在癌症治疗中,适应性治疗有望通过调节药物敏感细胞和耐药细胞之间的竞争来延缓复发的发生。自适应治疗已经在假设所有细胞自由混合的良好混合模型和考虑单个细胞与其紧邻细胞相互作用的空间模型中进行了研究。这两个模型都没有反映腺肿瘤的空间结构,腺内细胞相互作用很高,而腺间相互作用有限。在这里,我们使用数学模型来研究适应性治疗对使用腺分裂或侵袭性生长扩张的腺肿瘤的影响。开发了一个二维的、基于晶格的模型,用于研究在连续和适应性治疗下腺肿瘤细胞的进化。我们发现,尽管这两种生长模型都受益于适应性治疗预防复发的能力,但侵入性生长比裂变生长受益更多。这种差异是由于子细胞迁移到相邻的腺体中,这些腺体在分裂中不存在,但在侵入性生长中存在。

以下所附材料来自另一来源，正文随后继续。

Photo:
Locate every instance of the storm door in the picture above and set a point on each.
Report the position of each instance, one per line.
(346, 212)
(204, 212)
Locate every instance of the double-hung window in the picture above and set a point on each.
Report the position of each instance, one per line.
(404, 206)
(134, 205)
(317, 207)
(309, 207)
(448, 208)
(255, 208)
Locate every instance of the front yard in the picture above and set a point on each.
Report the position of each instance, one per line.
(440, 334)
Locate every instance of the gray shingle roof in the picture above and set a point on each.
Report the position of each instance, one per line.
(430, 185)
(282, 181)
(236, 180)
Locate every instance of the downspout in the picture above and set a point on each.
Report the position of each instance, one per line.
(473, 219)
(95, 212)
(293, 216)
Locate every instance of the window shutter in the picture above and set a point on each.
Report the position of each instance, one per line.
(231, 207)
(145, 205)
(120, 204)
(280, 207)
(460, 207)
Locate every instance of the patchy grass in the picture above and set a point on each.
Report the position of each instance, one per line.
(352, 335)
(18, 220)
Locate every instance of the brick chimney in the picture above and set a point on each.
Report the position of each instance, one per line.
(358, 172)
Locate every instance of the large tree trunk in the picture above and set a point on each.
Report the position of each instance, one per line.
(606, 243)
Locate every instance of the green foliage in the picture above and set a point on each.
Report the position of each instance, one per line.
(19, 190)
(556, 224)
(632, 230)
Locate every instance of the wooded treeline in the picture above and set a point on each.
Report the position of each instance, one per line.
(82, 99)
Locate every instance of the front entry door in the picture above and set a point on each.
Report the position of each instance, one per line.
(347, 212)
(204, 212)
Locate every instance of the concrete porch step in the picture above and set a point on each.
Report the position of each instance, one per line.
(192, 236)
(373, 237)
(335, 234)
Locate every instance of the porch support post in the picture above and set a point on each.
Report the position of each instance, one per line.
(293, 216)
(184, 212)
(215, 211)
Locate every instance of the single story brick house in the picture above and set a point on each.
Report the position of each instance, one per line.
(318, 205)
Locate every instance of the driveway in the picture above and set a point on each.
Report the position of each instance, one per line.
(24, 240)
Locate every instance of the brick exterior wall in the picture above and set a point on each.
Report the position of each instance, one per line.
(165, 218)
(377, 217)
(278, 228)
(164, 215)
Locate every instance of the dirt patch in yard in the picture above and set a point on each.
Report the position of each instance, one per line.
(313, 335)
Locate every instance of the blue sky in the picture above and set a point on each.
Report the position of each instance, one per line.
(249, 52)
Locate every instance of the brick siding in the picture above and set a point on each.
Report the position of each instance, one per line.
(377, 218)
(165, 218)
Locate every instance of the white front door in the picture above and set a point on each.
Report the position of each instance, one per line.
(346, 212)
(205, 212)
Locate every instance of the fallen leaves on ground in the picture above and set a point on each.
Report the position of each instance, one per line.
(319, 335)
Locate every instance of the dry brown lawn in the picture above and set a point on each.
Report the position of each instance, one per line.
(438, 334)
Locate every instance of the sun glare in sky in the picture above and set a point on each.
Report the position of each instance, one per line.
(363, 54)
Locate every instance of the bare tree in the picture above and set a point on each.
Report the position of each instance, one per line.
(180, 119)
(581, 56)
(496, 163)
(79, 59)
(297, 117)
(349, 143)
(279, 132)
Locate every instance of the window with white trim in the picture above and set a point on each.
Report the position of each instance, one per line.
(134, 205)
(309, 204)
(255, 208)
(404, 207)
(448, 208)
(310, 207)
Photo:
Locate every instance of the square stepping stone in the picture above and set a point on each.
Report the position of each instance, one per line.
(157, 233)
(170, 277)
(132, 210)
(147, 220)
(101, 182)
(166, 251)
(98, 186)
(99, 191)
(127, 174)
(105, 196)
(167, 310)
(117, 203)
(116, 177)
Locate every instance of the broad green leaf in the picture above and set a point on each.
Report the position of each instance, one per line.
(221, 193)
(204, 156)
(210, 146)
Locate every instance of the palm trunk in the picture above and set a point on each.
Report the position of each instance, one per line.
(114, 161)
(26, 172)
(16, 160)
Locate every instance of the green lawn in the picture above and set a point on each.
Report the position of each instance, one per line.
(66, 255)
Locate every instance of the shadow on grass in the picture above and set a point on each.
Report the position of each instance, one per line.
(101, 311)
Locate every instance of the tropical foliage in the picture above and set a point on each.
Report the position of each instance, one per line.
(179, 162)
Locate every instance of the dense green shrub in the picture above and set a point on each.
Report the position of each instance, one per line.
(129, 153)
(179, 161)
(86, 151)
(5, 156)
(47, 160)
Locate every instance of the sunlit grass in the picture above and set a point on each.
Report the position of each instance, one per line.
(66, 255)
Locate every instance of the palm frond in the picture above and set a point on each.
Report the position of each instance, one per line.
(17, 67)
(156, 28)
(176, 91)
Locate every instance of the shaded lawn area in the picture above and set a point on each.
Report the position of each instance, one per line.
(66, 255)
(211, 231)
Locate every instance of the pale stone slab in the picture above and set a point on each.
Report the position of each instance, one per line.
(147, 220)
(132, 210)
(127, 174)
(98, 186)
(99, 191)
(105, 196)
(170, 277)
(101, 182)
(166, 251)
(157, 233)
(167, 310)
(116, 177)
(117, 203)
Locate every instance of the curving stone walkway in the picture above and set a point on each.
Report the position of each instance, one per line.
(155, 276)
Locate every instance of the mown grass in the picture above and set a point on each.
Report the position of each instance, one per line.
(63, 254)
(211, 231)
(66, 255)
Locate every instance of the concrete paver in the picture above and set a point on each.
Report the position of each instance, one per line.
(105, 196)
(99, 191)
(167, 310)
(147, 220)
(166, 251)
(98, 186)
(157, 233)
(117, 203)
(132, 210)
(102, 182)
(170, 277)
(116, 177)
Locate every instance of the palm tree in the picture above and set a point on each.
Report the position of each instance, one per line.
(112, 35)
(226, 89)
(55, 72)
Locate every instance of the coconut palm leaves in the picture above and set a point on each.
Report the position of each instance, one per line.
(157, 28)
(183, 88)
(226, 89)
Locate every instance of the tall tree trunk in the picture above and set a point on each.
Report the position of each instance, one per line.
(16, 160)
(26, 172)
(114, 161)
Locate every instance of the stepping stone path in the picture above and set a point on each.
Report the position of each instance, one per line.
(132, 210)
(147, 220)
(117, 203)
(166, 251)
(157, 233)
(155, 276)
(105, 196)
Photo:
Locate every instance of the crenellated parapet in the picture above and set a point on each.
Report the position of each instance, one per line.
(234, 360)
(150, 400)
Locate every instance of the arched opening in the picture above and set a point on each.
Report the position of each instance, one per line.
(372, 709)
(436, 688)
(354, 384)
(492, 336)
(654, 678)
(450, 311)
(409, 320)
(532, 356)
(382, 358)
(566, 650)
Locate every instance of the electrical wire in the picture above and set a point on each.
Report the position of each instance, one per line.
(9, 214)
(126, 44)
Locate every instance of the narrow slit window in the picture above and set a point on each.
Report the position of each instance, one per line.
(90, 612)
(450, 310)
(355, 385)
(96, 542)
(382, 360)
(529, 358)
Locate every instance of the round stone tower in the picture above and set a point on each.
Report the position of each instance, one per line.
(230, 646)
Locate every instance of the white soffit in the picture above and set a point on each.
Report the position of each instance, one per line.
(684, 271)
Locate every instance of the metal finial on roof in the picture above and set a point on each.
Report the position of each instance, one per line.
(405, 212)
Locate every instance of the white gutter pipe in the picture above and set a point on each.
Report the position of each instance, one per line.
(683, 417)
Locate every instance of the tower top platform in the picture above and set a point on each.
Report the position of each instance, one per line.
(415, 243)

迁移导致细胞的更多混合,增强了适应性治疗诱导的竞争。通过改变耐药细胞在肿瘤内的初始空间分布和位置,我们发现改变含有腺体的耐药细胞内的条件会影响分裂和侵袭性生长。然而,改变这些腺体周围的条件只会影响侵袭性生长。我们的工作揭示了生长机制和肿瘤拓扑结构在调节癌症治疗效果方面的相互作用。
本文章由计算机程序翻译,如有差异,请以英文原文为准。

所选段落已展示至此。